Several melodies of Chopin's have become well known; because of their unique melodic shape they are instantly memorable and easily recognized. Among these are the Revolutionary Étude (Op. 10, No. 12), the Minute Waltz (Op. 64, No. 1), and the third movement of his Funeral March sonata (Op. 35), which is used as an iconic representation of grief. Interestingly, the Revolutionary Etude was not written with the failed Polish uprising against Russia in mind, it merely appeared at that time. The Funeral March was written for funerals, but it was not inspired by any recent personal loss of Chopin's. Other melodies have even been used as the basis of popular songs, such as the slow section of the Fantaisie-Impromptu (Op. 66). These pieces often rely on an intense and personalized chromaticism, as well as a melodic curve that resembles the operas of Chopin's day - the operas of Rossini, Donizetti, and especially Bellini. Chopin used the piano to re-create the gracefulness of the singing voice, and talked and wrote constantly about singers.

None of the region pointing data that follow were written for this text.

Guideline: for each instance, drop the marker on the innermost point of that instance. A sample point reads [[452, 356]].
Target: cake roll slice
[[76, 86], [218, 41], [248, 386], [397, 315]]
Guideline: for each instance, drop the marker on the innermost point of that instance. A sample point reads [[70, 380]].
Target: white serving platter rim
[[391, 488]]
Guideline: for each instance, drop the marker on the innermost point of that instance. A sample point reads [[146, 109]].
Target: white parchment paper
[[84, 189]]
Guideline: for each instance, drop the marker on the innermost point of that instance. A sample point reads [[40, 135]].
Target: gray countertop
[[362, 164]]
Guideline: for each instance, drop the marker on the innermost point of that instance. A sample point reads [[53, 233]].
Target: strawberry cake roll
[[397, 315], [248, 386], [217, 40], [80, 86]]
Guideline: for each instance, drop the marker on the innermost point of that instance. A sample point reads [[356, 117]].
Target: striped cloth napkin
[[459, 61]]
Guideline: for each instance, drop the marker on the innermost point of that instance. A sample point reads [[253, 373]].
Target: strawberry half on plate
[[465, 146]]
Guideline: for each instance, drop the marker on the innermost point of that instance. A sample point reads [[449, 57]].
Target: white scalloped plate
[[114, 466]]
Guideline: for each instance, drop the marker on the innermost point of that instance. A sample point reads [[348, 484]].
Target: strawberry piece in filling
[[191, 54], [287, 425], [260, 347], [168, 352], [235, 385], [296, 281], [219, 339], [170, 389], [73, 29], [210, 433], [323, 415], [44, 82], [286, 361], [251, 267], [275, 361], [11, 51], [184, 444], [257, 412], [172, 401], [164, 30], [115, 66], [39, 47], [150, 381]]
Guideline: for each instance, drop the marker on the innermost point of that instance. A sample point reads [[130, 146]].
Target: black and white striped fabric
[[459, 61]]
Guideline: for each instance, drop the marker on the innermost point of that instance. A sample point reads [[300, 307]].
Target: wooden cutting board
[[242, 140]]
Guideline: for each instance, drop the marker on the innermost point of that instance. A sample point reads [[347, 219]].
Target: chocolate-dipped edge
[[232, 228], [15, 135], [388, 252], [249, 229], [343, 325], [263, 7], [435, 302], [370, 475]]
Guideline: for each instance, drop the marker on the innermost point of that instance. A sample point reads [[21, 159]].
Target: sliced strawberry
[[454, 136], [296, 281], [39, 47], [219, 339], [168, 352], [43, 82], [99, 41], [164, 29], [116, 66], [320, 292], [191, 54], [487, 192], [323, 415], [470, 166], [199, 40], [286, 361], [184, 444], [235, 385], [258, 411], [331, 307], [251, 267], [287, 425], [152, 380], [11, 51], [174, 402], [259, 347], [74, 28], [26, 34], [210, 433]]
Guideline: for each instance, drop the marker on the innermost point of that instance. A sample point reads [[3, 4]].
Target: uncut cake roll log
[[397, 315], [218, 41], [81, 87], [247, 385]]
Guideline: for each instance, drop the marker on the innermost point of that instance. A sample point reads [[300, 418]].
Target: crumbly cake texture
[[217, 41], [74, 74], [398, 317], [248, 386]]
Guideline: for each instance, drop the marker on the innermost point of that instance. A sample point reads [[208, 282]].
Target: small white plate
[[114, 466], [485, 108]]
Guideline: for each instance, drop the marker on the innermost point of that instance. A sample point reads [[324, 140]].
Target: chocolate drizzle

Chopin performed his own works in concert halls but most often in his salon for friends. Only later in life, as his disease progressed, did Chopin give up public performance altogether.
Several of Chopin's piano works carry with them their own technique: his préludes (Op. 28) and études (Op. 10 and 25) rapidly became standard works. They also became influential, inspiring both Liszt's Transcendental Études and Schumann's Symphonic Études.